During the withdrawal of opioid drugs (morphine, heroin) and alcohol addiction, the endogenous opioid system functions poorly, leading to severe pain, anxiety, depression, insomnia and other withdrawal symptoms. Opiorphin significantly reduces withdrawal symptoms and lowers relapse rates by enhancing endogenous opioid system activity, relieving withdrawal pain, improving anxiety and depression.
Effect: In the morphine dependent rat withdrawal model, Opiorphin (10 μ g/kg/day, 7 days) withdrawal behavior (tremors, jumping, diarrhea) was reduced by 70%, anxiety and depression were significantly improved, and there was no risk of self addiction.
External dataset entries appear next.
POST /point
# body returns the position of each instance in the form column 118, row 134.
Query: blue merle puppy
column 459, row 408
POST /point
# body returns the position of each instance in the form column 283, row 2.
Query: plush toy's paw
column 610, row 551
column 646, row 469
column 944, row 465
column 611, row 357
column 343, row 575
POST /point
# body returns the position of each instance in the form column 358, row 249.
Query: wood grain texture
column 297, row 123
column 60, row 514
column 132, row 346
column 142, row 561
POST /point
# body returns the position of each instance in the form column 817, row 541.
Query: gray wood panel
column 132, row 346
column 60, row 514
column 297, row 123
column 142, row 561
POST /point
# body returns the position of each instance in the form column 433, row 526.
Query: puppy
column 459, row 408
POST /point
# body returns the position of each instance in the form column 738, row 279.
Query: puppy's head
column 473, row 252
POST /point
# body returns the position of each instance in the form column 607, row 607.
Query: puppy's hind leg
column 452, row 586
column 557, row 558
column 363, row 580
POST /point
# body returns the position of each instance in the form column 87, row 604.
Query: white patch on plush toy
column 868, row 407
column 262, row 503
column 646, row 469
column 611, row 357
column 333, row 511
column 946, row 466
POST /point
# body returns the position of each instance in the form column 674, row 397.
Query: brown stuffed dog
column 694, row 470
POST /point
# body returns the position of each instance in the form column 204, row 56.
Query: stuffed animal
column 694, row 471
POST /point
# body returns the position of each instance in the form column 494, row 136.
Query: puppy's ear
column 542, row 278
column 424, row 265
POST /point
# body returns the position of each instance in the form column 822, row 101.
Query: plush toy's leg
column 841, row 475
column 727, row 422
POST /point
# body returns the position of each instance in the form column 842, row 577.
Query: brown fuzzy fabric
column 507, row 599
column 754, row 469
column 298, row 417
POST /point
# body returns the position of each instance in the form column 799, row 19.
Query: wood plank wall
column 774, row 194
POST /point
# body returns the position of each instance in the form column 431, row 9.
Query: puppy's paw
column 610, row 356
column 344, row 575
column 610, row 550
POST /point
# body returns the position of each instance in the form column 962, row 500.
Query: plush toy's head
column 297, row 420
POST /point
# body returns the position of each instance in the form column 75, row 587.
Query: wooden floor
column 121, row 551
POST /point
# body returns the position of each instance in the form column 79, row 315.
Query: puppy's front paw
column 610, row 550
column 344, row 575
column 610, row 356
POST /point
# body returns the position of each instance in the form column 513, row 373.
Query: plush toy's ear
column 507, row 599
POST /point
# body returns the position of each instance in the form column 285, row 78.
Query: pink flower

Opiorphin participates in the regulation of energy metabolism by regulating central appetite neuropeptides, improving insulin sensitivity, promoting fat decomposition, and has potential application value in obesity and type 2 diabetes.
Mechanism: Enhance endorphin signaling → inhibit NPY appetite promoting neurons, activate POMC appetite suppressing neurons → reduce feeding; Improve skeletal muscle insulin sensitivity → promote glucose uptake → reduce blood sugar; Promote fat breakdown → reduce fat accumulation.